Lagrange Multipliers

Introduce a Legrange multiplier, λ.    The function to be studied is then:

  h(x,y,z) =  xyz + λ (z - exp(-x²-y²))

   Denote the partial  derivatives with subscripts ( for example  h_x is the partial derivative of h wrt x)
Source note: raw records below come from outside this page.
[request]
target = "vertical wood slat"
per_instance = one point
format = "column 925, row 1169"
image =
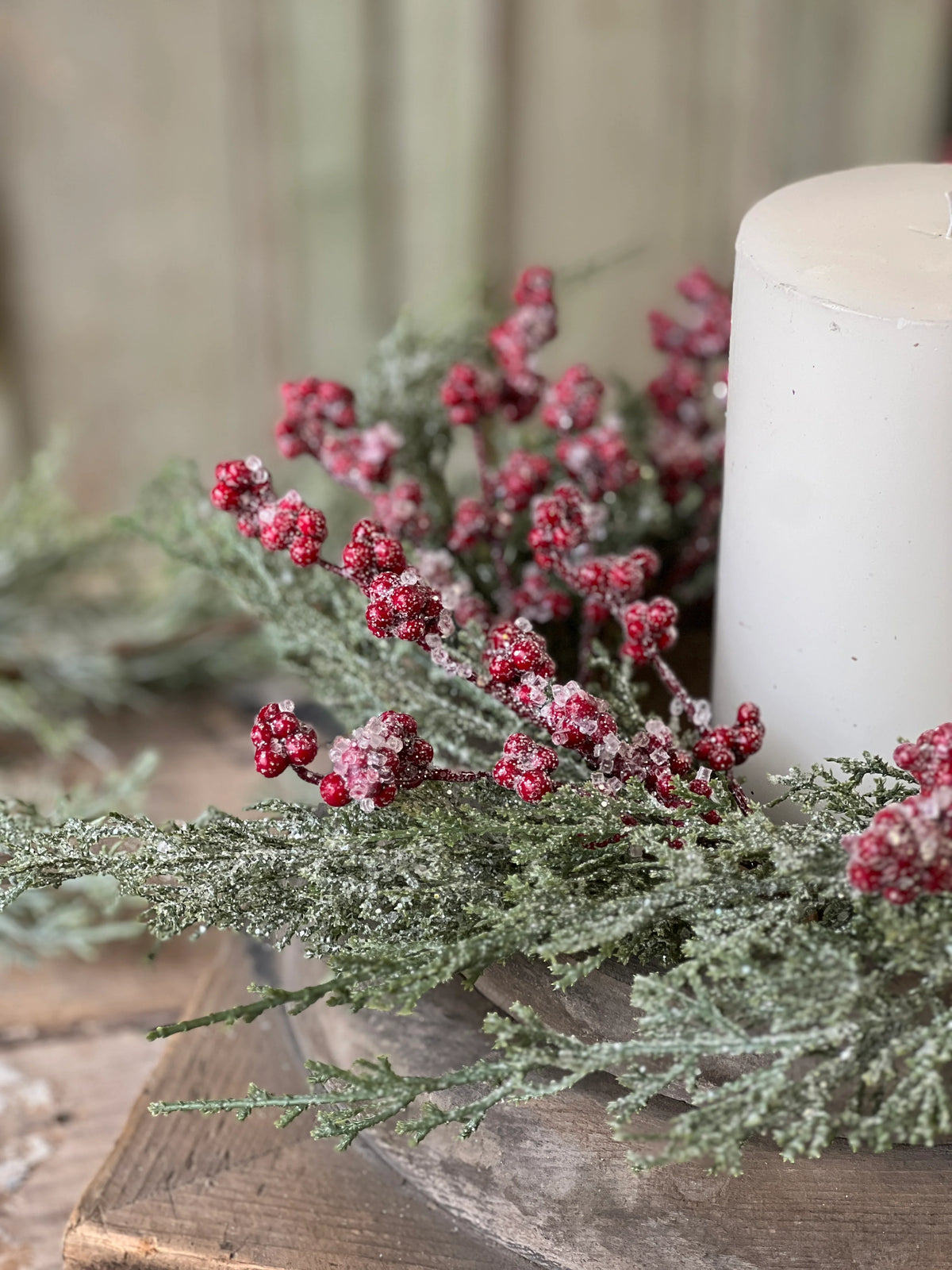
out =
column 200, row 200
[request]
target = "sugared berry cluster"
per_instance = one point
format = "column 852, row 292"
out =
column 907, row 850
column 559, row 525
column 401, row 511
column 571, row 404
column 374, row 761
column 281, row 740
column 651, row 628
column 309, row 406
column 708, row 333
column 404, row 606
column 281, row 525
column 513, row 651
column 578, row 721
column 370, row 552
column 928, row 760
column 524, row 768
column 724, row 747
column 469, row 394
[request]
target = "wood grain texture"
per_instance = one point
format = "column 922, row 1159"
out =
column 200, row 200
column 186, row 1191
column 549, row 1180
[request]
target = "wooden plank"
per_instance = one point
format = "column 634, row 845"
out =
column 186, row 1191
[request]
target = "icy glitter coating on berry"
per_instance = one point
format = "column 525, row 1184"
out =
column 376, row 761
column 907, row 850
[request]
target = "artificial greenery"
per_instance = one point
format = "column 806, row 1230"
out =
column 743, row 939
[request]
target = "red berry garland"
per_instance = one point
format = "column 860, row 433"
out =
column 907, row 850
column 524, row 768
column 930, row 760
column 374, row 761
column 281, row 740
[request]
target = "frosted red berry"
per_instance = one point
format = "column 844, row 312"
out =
column 930, row 760
column 907, row 850
column 571, row 404
column 281, row 740
column 469, row 394
column 376, row 761
column 524, row 768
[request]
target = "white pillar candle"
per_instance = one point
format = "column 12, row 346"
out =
column 835, row 592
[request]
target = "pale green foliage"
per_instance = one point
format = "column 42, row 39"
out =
column 755, row 941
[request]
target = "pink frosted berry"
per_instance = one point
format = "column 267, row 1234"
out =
column 578, row 721
column 930, row 760
column 600, row 460
column 559, row 524
column 469, row 394
column 404, row 606
column 513, row 649
column 281, row 740
column 524, row 768
column 520, row 478
column 401, row 512
column 376, row 761
column 724, row 747
column 907, row 850
column 651, row 629
column 309, row 406
column 571, row 404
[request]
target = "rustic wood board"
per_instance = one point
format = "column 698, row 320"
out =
column 187, row 1191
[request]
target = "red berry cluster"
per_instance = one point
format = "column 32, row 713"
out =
column 559, row 525
column 243, row 487
column 571, row 404
column 469, row 394
column 281, row 740
column 404, row 606
column 282, row 525
column 708, row 334
column 930, row 760
column 651, row 629
column 537, row 600
column 578, row 721
column 598, row 460
column 374, row 761
column 524, row 768
column 724, row 747
column 516, row 342
column 907, row 850
column 520, row 478
column 678, row 391
column 513, row 649
column 309, row 406
column 292, row 526
column 370, row 552
column 401, row 512
column 362, row 459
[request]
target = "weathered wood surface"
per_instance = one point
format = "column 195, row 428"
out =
column 549, row 1180
column 73, row 1058
column 187, row 1191
column 203, row 198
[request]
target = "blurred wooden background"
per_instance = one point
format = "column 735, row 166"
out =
column 201, row 197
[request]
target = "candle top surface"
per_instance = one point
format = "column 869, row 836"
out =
column 871, row 241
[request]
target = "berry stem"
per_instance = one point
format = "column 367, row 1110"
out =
column 447, row 774
column 677, row 689
column 738, row 795
column 306, row 775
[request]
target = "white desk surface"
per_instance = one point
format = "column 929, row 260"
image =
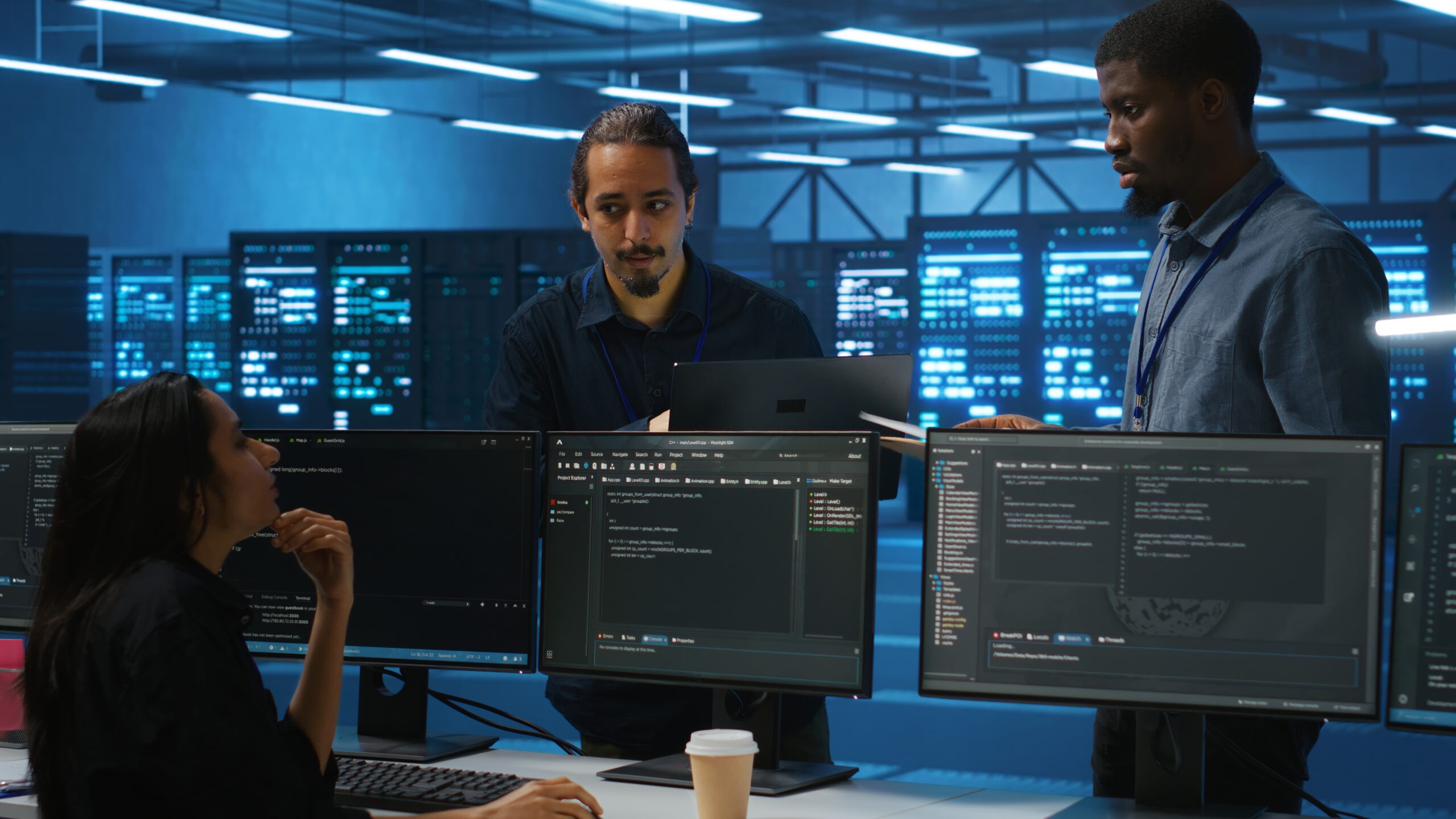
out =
column 857, row 799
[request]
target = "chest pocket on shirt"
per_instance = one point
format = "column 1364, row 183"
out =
column 1193, row 388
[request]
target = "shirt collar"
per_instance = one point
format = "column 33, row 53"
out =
column 226, row 595
column 601, row 305
column 1218, row 219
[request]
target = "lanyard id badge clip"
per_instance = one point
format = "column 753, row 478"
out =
column 1145, row 372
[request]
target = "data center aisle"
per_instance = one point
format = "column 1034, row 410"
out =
column 899, row 735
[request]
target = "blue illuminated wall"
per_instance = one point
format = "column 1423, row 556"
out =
column 193, row 165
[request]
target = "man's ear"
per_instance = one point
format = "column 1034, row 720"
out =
column 1215, row 100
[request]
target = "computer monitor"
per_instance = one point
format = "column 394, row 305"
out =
column 30, row 470
column 1155, row 572
column 1423, row 637
column 445, row 554
column 721, row 560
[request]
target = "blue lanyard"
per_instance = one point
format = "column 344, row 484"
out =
column 698, row 353
column 1145, row 369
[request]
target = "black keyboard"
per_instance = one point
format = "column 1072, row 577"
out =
column 401, row 786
Then the conditions for extrema  are:   h_x =0, h_y =0 and h_z = 0      These three equations work out to:

 

    yz + λ (2x exp(-x² -y²))  = 0

    xz  +λ(2y exp(-x² -y²) )= 0

    xy + λ  =0 

 

   The last of these is easily solved for λ,  giving  λ =  -xy.  Substituting this into the first two, eliminating z using

the constraint equation z = exp(-x²-y²),  and factoring out the common factor of exp(-x²-y²)  gives:

 

   y - 2 x² y  = 0   and x - 2 x y²  =0

 

This set of two nonlinear equations has 5 solutions:   

  The obvious one is  x = y = 0.   

  The other four can be obtained by multiplying the first one by y and the second one by x.   This leads to

   x² = y²     ,  Thus y =  ± x.    Plugging this into the first one yields   x = ± sqrt(1/2).   Thus in ordered triplet

notation  (x,y,z),   the five extrema are:

 

    (0,0,1)

    ( sqrt(1/2), sqrt(1/2),  exp(-1)  )

    ( sqrt(1/2), -sqrt(1/2), exp(-1) )
    ( -sqrt(1/2), sqrt(1/2), exp(-1/ )
    ( -sqrt(1/2), -sqrt(1/2), exp(-1) )